Police have denied the allegations and countered that the violence was triggered by the opposition.
Meanwhile, Human Rights Watch (HRW) released a report Monday over “mass arrests and police raids of opposition party members’ homes.”
The human rights organization also noted that groups affiliated with the ruling party of Prime Minister Sheikh Hasina “appear to have impunity for violent attacks.”
HRW’s South Asia director Meenakshi Ganguly warned that this could set “an ominous tone for the upcoming parliamentary elections.”
Hasina’s government – which has been accused in the past of rights abuses – rejected the accusations and called HRW’s report “100 percent political propaganda.”
In December, the US sanctioned seven top Bangladeshi security personnel and the special anti-terrorism squad, the Rapid Action Battalion, for their role in hundreds of enforced disappearances and thousands of extrajudicial killings.
The government denies those charges and has defied the US sanctions: Last month, it promoted one of the sanctioned officers to the national police chief.
Israeli archaeologists recently discovered traces of opium in a number of ceramic artifacts dating to the 14th century BCE, possibly the earliest known evidence of the drug in the ancient world, Smithsonian Magazine reported.
Researchers initially found the ancient pottery vessels at a burial site in Tel Yehud, a town seven miles from Tel Aviv, in 2012. They noted that the vessels were shaped like inverted poppy flowers, the plant that produces opium.
They wrote in a new study that they found traces of the drug in eight of the artifacts, adding that some of the vessels were imported from Cyprus.
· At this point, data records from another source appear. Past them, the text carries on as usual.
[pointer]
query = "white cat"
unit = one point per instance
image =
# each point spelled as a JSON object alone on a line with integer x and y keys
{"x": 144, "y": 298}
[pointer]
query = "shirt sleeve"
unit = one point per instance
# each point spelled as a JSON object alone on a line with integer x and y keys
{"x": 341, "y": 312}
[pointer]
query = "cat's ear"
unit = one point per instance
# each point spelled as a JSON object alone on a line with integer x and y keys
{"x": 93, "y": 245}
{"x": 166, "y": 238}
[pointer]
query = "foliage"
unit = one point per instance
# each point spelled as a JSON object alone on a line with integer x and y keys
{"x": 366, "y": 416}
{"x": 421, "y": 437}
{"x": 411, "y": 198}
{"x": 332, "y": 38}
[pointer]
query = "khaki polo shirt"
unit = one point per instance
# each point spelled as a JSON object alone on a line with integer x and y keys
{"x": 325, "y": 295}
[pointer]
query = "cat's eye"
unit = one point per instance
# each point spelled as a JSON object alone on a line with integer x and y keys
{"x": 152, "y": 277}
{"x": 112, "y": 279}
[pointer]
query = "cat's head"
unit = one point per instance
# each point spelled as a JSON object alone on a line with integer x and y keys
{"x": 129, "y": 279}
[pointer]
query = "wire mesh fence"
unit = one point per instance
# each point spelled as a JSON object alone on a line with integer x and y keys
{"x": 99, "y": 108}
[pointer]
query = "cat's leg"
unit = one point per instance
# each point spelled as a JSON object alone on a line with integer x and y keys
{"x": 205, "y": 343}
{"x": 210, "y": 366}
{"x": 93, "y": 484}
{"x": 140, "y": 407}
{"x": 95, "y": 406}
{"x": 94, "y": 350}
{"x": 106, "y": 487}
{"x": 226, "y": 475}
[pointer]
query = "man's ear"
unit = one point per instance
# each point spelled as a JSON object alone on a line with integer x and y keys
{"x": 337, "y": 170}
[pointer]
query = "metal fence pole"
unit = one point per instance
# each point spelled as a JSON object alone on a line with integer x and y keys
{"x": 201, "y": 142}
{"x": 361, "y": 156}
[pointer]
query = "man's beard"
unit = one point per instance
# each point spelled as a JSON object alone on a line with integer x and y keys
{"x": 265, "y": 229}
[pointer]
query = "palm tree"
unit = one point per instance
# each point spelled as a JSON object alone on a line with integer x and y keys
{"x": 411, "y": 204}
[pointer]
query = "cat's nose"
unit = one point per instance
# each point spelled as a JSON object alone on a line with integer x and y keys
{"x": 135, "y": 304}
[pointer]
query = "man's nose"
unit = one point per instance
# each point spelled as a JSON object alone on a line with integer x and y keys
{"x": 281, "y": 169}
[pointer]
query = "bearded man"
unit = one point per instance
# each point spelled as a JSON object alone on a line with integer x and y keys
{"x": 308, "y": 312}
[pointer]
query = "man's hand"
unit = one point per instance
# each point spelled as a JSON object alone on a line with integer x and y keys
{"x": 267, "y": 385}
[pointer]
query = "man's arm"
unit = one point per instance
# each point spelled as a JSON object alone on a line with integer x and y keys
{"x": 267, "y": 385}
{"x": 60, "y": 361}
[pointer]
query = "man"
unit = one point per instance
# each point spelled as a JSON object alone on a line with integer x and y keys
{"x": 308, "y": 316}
The team theorized that the opium was used during burial ceremonies and was part of some kind of end-of-life ritual. They also suggested that the narcotic could have been employed “to help the person’s spirit rise from the grave in preparation for the meeting with their relatives in the next life.”
The opium poppy is one of the oldest medicinal plants in history. Still, the authors said the findings highlight possibly the earliest evidence that the opium substance was used in the Old World.
Even so, the use of narcotics was not unusual in the ancient Levant.
In 2020, another research team identified cannabis residue on an altar at Tel Arad dating to the eighth century BCE.